Homes from this period service 100-150 amps of electricity. A modern family’s energy consumption typically needs 200 amps of electrical service to meet their needs.
Upgrading your electrical capacity to 200 amps will allow you to run a high number of appliances without the risk of overloading. You’ll be more prepared for future product innovations and capable of powering them.
Electric ovens, air conditioners, heat styling devices, and other high-energy fixtures all used together can easily consume more than 100 amps at a time. When electricity was first installed in residential homes, there was no way they could predict the energy needs of a modern family today. You could potentially max out the electric capacity of your home on a regular basis without even realizing it.
#3 Decrease Your Fire Risk
Electrical malfunctions in homes account for 51,000 fires each year. These fires result in an estimated 500 deaths and 1,400 injuries. Property damages from home electrical fires cost a staggering 1.3 billion dollars.
Faulty outlets with only two prongs can be overloaded, causing sparks to erupt from blown fuses. Loose wiring in switches is also often the source of electrical sparks. Knob-and-tube wiring can come loose and electrify the wood, making surges that can cause wooden structures of the home to catch fire as well.
Houses built before the advent of modern appliances are especially prone to fire risk. They are not wired for high-powered electronics such as televisions or computers. The demands of multiple items plugged in at once can easily overwhelm their wiring, causing blown fuses and potential sparks.
Even homes built as recently as 25 years ago may need upgrades to reduce the risk of electrical fire. Be wary if you use extension cords or power strips to expand available outlets. You may be taxing your electrical system beyond its original design.
If you supplement your heating system with space heaters in winter, these heaters can increase your fire risk. Not only can they ignite nearby materials on their heating coils, but their heating elements also need a lot of electricity to heat them.

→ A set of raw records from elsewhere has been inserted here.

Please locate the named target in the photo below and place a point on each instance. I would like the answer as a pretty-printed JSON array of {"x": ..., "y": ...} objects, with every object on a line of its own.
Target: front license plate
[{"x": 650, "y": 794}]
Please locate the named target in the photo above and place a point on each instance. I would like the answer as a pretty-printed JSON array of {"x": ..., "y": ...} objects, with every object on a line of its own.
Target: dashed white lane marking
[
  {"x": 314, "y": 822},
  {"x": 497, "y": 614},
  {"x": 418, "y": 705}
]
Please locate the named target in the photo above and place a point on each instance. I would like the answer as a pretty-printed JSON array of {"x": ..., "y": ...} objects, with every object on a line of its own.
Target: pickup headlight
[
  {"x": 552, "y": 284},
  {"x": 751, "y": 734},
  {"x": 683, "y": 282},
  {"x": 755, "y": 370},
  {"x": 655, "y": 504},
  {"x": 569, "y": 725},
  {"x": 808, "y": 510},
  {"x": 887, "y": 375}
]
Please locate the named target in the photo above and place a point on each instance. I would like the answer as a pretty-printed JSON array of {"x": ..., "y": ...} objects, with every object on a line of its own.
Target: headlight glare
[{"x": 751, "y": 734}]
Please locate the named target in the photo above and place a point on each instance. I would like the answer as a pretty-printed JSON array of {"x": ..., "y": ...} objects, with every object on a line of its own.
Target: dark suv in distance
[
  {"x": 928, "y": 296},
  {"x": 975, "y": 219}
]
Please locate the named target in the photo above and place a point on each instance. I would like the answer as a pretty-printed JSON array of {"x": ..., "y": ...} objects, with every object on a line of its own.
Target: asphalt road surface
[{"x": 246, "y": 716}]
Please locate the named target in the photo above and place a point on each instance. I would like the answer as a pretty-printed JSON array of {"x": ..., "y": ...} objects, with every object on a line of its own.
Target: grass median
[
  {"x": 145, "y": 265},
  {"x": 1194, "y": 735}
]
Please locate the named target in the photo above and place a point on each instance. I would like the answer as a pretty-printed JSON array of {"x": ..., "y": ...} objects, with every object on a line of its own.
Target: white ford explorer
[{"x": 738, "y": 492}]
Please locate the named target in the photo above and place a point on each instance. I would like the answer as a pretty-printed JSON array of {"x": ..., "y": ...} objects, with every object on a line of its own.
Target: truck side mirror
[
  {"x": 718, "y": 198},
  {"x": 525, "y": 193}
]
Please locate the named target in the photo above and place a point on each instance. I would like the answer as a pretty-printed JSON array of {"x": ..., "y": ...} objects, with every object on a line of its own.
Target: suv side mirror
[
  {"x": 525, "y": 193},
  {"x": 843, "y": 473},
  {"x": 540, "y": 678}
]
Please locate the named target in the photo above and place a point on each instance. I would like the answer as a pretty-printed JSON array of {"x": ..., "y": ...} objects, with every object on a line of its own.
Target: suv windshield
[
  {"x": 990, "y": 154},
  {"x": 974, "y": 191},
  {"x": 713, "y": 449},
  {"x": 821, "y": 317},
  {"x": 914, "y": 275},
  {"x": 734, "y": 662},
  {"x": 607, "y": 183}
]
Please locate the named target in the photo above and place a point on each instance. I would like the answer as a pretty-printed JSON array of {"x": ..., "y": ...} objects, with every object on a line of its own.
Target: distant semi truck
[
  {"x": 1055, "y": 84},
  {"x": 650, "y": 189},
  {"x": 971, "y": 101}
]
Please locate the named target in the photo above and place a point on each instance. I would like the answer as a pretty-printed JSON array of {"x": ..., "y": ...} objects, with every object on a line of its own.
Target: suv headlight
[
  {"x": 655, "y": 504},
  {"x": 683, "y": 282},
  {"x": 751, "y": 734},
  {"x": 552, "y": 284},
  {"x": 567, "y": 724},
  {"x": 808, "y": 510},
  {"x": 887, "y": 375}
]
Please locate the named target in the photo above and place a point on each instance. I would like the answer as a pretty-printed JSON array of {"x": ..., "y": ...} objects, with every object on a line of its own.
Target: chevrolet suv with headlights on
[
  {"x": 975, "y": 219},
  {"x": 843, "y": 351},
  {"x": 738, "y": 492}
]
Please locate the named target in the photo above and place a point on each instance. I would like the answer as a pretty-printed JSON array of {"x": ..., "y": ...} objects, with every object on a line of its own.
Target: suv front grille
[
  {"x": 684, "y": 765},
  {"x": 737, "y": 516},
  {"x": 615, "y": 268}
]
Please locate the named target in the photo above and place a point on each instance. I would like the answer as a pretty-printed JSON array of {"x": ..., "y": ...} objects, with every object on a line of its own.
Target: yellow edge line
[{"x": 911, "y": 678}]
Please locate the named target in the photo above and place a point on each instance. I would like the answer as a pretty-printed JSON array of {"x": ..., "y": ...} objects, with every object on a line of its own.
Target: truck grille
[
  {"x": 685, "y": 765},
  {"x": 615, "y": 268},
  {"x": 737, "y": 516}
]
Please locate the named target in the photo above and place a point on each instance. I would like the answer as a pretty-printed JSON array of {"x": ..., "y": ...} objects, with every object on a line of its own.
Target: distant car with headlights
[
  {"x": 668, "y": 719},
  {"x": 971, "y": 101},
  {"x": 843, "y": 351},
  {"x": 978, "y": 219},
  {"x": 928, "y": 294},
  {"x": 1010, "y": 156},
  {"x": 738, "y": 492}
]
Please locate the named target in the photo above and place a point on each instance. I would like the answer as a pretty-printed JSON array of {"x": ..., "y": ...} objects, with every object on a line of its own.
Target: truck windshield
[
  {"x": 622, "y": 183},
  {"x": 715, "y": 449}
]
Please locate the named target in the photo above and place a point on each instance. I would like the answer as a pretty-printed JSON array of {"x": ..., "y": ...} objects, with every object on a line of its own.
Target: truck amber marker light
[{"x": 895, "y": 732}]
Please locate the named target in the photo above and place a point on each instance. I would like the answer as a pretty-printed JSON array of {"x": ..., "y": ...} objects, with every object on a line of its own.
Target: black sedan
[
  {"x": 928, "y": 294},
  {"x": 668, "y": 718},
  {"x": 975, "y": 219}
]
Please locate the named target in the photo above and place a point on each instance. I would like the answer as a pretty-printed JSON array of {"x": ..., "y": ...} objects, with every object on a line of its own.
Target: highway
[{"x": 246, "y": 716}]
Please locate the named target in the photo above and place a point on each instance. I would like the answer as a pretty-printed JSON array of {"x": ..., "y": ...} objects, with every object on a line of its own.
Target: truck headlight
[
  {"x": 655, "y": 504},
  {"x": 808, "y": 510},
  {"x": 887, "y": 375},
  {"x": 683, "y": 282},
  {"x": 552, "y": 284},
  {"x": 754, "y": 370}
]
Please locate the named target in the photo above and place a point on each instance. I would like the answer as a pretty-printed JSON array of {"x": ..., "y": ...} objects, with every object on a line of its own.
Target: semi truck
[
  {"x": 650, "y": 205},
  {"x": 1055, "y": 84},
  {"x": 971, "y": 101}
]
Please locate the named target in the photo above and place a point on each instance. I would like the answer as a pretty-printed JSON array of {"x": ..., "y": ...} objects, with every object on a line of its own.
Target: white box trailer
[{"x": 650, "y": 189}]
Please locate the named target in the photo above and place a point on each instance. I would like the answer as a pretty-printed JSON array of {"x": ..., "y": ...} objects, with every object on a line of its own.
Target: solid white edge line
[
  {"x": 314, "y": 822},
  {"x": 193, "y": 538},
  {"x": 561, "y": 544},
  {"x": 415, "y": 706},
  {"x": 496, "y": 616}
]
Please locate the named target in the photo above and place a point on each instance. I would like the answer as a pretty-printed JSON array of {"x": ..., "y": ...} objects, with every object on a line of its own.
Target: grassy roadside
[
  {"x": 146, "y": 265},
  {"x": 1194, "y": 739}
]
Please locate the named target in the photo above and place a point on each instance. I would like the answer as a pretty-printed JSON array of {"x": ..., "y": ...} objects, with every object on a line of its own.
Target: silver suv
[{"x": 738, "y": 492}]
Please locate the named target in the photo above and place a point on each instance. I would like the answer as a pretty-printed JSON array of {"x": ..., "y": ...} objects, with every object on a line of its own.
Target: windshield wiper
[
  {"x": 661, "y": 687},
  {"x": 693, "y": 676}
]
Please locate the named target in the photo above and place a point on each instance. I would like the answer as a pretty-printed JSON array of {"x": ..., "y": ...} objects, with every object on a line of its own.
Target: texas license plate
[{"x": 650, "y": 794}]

#4 Protect Yourself From Surges
Power surges are one of the most potentially damaging risks to the electrical components in your home. Whether it be from lightning, downed power lines, or power station fluctuations, power surges can cause serious damage to devices in your home.
Computers can suffer memory loss, fried components, and even complete failure. Devices such as TVs and gaming systems are also extremely vulnerable to power spikes.

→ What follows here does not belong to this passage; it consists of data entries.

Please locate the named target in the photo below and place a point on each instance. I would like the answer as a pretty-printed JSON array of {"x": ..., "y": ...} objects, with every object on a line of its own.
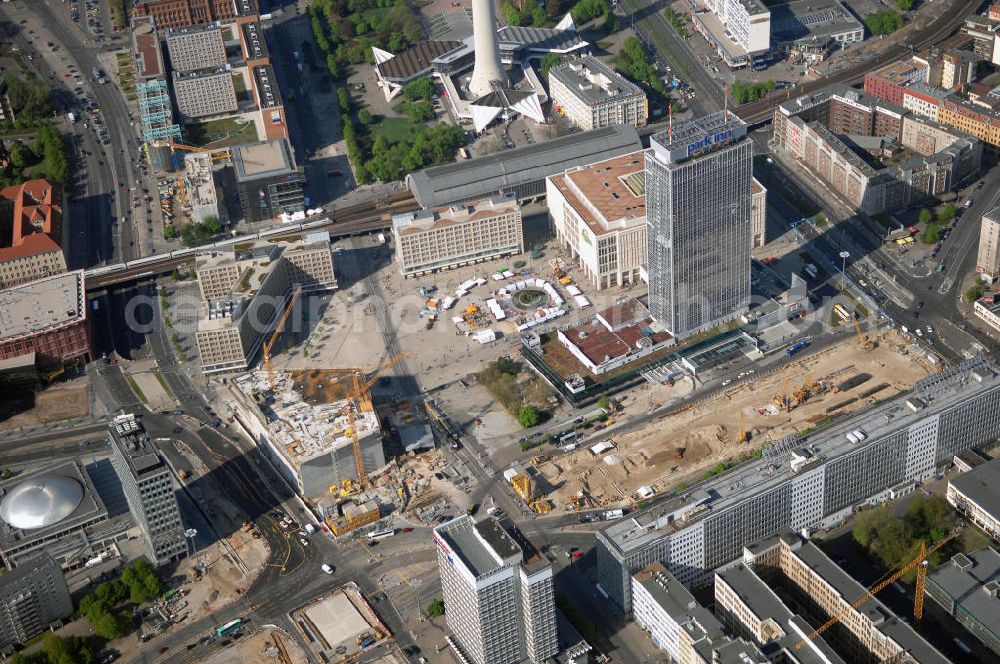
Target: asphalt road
[{"x": 104, "y": 198}]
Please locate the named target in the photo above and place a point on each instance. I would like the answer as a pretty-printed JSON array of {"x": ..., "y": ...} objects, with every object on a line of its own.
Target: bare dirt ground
[
  {"x": 708, "y": 432},
  {"x": 264, "y": 646},
  {"x": 55, "y": 404}
]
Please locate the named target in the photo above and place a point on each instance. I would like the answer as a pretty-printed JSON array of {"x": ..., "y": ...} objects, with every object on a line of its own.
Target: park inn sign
[{"x": 710, "y": 140}]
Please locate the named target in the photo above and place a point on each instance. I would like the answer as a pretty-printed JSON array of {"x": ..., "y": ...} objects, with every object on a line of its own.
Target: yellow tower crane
[
  {"x": 274, "y": 337},
  {"x": 918, "y": 601},
  {"x": 358, "y": 399}
]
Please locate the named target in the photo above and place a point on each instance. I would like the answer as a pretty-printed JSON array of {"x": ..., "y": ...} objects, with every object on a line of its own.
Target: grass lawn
[
  {"x": 394, "y": 129},
  {"x": 135, "y": 388},
  {"x": 220, "y": 133}
]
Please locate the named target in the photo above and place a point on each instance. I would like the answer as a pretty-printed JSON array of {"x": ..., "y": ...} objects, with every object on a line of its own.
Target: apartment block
[
  {"x": 976, "y": 494},
  {"x": 598, "y": 212},
  {"x": 184, "y": 13},
  {"x": 752, "y": 597},
  {"x": 32, "y": 597},
  {"x": 244, "y": 291},
  {"x": 196, "y": 48},
  {"x": 448, "y": 237},
  {"x": 681, "y": 627},
  {"x": 758, "y": 213},
  {"x": 32, "y": 213},
  {"x": 498, "y": 590},
  {"x": 156, "y": 116},
  {"x": 698, "y": 236},
  {"x": 807, "y": 483},
  {"x": 205, "y": 92},
  {"x": 592, "y": 95},
  {"x": 821, "y": 131},
  {"x": 149, "y": 488},
  {"x": 968, "y": 588},
  {"x": 988, "y": 258},
  {"x": 267, "y": 179}
]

Modern electrical systems can include whole-house suppressors. These can protect your home from surges of 40,000 amps or more. Used with surge protectors, these upgrades can keep your electronics and appliances safe from power spikes.
#5 Make Your Home More Convenient
Antique wiring was designed for utility, not convenience. If you own an old house, you might find yourself regularly frustrated with your lack of outlets.
An upgrade to your electrical wiring can include having additional outlets installed in your home. Modern, three prong outlets can be added to any room that needs more electrical access, such as your living room or even your garage. Spreading out your electric use between multiple plugs can also prevent the taxing of any one power source.
You may see a decrease in your homeowner’s insurance when you upgrade your electrical system. Many providers require that all electrical systems meet building codes. If your home still has knob-and-tube wiring, you might find it hard to get an insurance policy at all.
Today’s home buyers are also looking for convenience in their potential purchases. Adding more outlets can add attractive benefits to your home if you’re looking to sell in the future. You may add significant value to your home by making sure it is up to code for future inspections.